В этот день акции Morgan Stanley упали на 46 %, но в последние часы торгов развернулись и закончили день ростом на 3,7 % — на 80 центов выше. Между объявлением о государственном вмешательстве и запретом на продажи вкороткую Мак надеялся немного отдышаться.

Но он знал, что на самом деле фирма несла потери. Хедж-фонды продолжали искать погашения. Другие банки покупали страховку от банкротства Morgan Stanley, покрывающую более 1 млрд долларов. В течение последних Двух дней Merrill Lynch купил страховку, покрывающую 150 млн долларов Долга Morgan. Citigroup, Deutsche Bank, UBS, Alliance-Bernstein и Королевский банк Канады поступили аналогично, защищаясь от краха.

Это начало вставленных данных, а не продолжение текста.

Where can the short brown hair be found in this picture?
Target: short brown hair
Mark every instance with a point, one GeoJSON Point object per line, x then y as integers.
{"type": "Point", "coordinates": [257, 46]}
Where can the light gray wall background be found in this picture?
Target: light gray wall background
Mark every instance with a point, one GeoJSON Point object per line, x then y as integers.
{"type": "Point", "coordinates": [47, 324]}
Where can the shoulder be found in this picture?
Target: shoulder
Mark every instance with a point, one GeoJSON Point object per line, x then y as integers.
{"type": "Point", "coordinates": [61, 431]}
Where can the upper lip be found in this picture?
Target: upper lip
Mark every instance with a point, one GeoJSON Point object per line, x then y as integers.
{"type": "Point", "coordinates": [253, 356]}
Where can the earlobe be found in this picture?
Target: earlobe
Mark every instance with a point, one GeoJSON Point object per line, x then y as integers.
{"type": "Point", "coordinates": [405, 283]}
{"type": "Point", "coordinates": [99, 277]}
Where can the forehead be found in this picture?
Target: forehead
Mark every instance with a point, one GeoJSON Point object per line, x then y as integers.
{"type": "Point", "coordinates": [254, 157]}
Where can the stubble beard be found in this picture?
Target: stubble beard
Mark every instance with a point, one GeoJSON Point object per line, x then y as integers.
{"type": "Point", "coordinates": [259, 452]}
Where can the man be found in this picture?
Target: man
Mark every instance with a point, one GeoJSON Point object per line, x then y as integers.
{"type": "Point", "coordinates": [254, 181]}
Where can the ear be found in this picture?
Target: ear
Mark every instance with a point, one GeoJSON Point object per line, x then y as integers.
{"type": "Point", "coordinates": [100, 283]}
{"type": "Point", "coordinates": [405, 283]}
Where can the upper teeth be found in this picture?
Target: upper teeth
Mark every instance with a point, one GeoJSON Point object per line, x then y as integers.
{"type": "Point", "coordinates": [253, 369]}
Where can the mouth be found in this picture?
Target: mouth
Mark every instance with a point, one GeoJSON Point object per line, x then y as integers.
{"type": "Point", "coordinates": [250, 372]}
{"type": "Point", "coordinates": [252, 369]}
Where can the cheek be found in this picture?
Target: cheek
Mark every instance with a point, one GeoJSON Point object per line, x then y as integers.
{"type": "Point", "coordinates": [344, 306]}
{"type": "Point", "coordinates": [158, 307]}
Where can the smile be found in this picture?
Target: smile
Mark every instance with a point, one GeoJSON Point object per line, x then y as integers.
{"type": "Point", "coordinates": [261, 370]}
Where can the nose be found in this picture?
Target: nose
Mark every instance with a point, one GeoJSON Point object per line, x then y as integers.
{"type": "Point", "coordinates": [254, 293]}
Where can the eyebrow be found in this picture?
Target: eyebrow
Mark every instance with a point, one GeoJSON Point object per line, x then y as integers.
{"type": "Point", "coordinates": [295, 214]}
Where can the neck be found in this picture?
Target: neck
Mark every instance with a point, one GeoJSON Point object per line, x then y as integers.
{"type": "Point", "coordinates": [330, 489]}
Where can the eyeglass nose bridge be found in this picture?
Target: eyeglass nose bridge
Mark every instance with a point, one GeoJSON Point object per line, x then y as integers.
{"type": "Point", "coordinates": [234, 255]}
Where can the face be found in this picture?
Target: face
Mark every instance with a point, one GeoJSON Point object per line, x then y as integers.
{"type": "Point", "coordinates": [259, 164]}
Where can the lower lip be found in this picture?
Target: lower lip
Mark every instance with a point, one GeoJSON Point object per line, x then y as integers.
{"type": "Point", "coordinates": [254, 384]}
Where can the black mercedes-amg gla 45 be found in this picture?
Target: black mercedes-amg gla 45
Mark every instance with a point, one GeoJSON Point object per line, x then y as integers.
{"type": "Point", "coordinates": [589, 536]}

Мак знал, что фирма нуждалась в инвесторе, чтобы взять большую долю в компании и укрепить ее. "Я не знаю, как это произошло", — признался он Нидесу. Morgan Stanley считался слишком консервативным, и Мак подтолкнул фирму к тому, чтобы взять иа себя больше риска, в самый неподходящий момент. Пришла буря, и они на грани банкротства.

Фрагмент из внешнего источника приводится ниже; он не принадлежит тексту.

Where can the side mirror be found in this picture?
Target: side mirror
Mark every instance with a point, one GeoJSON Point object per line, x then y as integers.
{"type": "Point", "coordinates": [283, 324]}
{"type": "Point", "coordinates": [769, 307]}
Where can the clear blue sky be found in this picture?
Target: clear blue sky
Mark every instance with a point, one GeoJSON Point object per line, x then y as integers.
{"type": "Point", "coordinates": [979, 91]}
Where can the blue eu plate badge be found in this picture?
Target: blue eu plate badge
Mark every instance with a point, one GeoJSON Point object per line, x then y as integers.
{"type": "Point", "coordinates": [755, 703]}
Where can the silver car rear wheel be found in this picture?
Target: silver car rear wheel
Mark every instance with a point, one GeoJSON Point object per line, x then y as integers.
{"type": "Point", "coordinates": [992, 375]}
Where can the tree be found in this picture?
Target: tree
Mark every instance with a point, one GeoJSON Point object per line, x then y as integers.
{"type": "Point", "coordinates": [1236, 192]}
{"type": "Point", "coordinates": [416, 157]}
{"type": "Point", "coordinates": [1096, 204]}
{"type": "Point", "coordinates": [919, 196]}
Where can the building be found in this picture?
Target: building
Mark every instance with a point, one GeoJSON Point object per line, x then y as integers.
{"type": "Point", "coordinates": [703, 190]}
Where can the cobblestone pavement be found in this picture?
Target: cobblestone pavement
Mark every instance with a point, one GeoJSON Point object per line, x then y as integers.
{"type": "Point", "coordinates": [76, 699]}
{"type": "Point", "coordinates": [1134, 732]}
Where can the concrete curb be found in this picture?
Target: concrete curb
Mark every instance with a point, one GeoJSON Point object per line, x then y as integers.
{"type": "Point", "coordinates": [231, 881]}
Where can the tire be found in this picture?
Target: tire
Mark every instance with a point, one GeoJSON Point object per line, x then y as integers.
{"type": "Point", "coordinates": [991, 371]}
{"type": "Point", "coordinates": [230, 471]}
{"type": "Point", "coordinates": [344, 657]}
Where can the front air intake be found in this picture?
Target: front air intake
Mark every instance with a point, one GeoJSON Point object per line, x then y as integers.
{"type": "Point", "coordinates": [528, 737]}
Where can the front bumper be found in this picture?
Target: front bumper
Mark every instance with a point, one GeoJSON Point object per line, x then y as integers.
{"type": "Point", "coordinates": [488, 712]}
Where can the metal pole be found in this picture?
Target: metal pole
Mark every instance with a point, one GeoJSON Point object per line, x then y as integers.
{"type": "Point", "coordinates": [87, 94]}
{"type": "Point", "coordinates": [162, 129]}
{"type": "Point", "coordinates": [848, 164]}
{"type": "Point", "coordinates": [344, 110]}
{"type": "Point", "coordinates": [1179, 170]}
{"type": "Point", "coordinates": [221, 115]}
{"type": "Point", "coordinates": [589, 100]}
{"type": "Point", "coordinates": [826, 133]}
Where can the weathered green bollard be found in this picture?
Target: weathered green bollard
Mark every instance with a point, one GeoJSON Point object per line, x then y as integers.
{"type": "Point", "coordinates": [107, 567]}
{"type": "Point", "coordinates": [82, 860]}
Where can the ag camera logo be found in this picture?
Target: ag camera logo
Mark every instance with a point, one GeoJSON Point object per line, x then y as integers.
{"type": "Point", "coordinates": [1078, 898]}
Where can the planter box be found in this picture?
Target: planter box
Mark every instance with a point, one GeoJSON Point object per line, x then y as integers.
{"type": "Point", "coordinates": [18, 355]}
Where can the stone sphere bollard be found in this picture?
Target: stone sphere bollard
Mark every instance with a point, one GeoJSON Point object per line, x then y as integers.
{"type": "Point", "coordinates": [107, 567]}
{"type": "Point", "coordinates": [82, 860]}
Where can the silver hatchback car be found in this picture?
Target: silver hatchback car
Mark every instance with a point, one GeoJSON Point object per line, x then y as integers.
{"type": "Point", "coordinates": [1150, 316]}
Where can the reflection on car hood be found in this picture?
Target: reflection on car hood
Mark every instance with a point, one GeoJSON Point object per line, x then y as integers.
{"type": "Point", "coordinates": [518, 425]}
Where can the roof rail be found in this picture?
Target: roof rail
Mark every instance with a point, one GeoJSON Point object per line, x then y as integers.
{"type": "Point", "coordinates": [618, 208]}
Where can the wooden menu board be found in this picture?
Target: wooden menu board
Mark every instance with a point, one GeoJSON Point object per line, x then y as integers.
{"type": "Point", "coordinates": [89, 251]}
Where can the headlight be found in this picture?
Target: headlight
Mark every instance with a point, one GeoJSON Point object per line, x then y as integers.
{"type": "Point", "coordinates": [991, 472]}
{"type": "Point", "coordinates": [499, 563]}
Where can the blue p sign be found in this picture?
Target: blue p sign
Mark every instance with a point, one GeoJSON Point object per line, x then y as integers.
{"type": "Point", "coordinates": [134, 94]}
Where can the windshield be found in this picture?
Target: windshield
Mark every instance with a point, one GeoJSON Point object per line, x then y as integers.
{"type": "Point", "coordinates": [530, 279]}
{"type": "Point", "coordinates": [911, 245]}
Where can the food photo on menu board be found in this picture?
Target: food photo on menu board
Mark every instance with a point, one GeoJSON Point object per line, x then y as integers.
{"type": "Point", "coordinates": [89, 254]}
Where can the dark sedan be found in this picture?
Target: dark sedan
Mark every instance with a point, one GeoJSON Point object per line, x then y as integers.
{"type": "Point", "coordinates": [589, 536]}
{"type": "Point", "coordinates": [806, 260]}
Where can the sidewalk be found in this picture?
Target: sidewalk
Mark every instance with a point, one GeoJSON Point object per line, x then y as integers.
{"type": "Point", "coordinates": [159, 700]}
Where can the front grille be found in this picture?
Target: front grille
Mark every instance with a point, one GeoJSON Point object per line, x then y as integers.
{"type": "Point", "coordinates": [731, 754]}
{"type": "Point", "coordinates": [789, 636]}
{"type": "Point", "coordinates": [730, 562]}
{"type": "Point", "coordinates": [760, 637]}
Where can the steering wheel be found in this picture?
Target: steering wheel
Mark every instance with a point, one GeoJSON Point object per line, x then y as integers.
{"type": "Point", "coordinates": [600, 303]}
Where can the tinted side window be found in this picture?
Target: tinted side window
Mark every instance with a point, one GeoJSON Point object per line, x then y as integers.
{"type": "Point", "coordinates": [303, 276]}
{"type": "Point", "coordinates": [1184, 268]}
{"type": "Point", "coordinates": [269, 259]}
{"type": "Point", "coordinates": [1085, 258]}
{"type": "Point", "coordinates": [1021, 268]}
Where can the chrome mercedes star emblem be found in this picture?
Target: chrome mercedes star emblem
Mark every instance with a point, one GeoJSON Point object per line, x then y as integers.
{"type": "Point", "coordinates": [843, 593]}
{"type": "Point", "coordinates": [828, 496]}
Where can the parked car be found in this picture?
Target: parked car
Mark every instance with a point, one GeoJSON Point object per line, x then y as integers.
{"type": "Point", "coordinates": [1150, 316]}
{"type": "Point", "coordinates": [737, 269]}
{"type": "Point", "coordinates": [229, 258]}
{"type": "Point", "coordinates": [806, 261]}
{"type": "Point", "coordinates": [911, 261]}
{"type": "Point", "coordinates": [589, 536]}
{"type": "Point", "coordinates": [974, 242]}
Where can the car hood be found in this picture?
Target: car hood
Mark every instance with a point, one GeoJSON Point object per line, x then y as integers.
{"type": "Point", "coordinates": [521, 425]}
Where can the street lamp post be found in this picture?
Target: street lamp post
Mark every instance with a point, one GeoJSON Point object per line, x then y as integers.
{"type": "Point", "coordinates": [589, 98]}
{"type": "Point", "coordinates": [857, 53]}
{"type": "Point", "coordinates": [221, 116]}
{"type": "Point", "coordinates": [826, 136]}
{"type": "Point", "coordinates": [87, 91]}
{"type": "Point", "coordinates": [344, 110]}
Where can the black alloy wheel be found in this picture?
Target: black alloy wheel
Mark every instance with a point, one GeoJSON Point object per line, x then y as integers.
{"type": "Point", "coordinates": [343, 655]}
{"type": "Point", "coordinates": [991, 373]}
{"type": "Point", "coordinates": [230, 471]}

Мак мог придумать лишь одного инвестора, который способен серьезно заинтересоваться в значительных инвестициях в фирму, — Китайскую инвестиционную корпорацию (СIС), первый суверенный фонд благосостояния Китая. Вэй Сунь Кристиансон, главный исполнительный директор Morgan Stanley в Китае, 51-летняя энергичная женщина со связями в правительстве, последние 24 часа вела переговоры с Гао Си Цином, президентом СIС. Она оказалась вместе с ним в Аспене на конференции, организованной Тедди Форсманном, королем выкупов на заемные средства, который в конце 1980 года в ходе торговой войны за RJR Nabisco придумал фразу "варвары у ворот". СIС уже принадлежало 9,9 % в Morgan Stanley, и Гао сообщил Кристиансон, что заинтересован в покупке до 49 % компании. У Гао была веская причина держать Morgan Stanley на плаву: в декабре 2007 года он вложил в фирму 5 млрд долларов, а теперь цена упала вдвое. Еще одна из его крупных инвестиций в IPO Blackstone Group упала более чем на 70 %. Если бы Morgan Stanley объявил о банкротстве, Гао мог потерять работу.

Мак и Нидес обсуждали сделку, и, хотя никто из них не был особо заинтересован, они понимали, что это может оказаться единственным решением. Гао, которого Мак знал по попечительскому совету университета Дьюка, собирался вылететь в Нью-Йорк в пятницу ночью.

В тот же день Мак говорил с Полсоном, который гордился обширными контактами в Китае, пытаясь убедить его позвонить китайскому правительству, чтобы уговорить их провести сделку. Немного странно просить правительство выступать в качестве посредника, но Мак был в отчаянии. "Китайцы должны думать, что их пригласили", — объяснил Мак. Полсон сказал, что работает над этим и посмотрит, захочет ли президент Буш позвонить председателю КНР Ху Цзинь Тао. "Нам нужен независимый Morgan Stanley", — сказал он.

Нидес смотрел на желание Полсона защитить Morgan Stanley более цинично. "Он будет держать нас на плаву, — сказал Нидес Маку, — потому что, если он этого не сделает, Goldman обанкротится.



1 The Star-Spangled Banner — гимн США.